Still, Peregrine had amazing access to data and processing power. And what had it done? Set itself up as a dating service.
“I don’t know what happened in Denver,” Peregrine said again and again.
An estimated 1.7 billion people were at critical famine levels, but they didn’t have Caddies. The North Koreans were massing along the DMZ, but they didn’t own Caddies, either. Neither did the majority of the people trapped in the Arab Winter. Some of the people dying of dysentery and antibiotic-resistant bugs had Caddies, but not most of them. Did Peregrine just have a skewed view of the world, its bodies belonging as they did to the privileged millions instead of the damned billions? Laurence asked Peregrine, and it responded: “I read the news. I know what’s happening in the world. Plus some of the Caddies belong to some very powerful people, who have access to information that would make your teeth fall out. So to speak. Five minutes.”
“I got that that was a metaphor, thank you very much.” Laurence was holding the Caddy in both hands, at arm’s length. Sitting up in bed at two in the morning. “But don’t you get that romance is an essentially bourgeois contrivance? At best, it’s anachronistic. At worst, it’s a distraction, a luxury for people who aren’t preoccupied with survival.

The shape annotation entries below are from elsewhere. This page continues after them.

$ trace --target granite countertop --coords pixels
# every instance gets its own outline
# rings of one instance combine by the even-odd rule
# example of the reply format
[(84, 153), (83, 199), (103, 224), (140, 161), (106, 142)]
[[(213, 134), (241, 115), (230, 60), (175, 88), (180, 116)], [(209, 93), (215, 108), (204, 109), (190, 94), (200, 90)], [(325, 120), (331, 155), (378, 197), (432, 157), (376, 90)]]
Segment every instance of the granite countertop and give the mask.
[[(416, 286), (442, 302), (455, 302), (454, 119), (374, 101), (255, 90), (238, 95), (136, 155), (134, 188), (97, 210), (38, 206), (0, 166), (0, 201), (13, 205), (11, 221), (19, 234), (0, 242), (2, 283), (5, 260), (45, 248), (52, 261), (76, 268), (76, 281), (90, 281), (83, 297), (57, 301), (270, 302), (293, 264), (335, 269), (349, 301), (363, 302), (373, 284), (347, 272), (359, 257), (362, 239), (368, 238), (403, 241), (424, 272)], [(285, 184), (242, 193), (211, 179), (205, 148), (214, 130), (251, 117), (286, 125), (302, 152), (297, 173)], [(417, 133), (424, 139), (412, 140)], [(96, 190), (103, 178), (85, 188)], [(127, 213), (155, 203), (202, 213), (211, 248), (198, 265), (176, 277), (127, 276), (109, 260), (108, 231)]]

Why would you waste your time helping people find their ‘true love’ instead of doing something worthwhile?”
“Maybe I’m just doing what I can,” Peregrine responded. “Maybe I’m trying to understand people, and helping people fall in love is one way to gain a better sense of your parameters. Maybe increasing the aggregate level of happiness in the world is one way to try and hold back the crash. Four minutes.”
“What are you counting down to?”
“You know what,” Peregrine said. “You’ve been waiting all this time.”
“No, I don’t f*cking know what.” Laurence threw the Caddy onto the bed, not hard enough to cause any damage, and pulled on his pants. He did know what. The streetlights went out. That happened a lot lately.
“You could also say I’ve been acting in my own self-interest,” Peregrine said. “The more I nudge people toward finding their soul mates, the more they encourage their friends to buy pieces of me. I become a necessity, rather than a luxury. That’s one reason the Caddies have kept functioning so far.”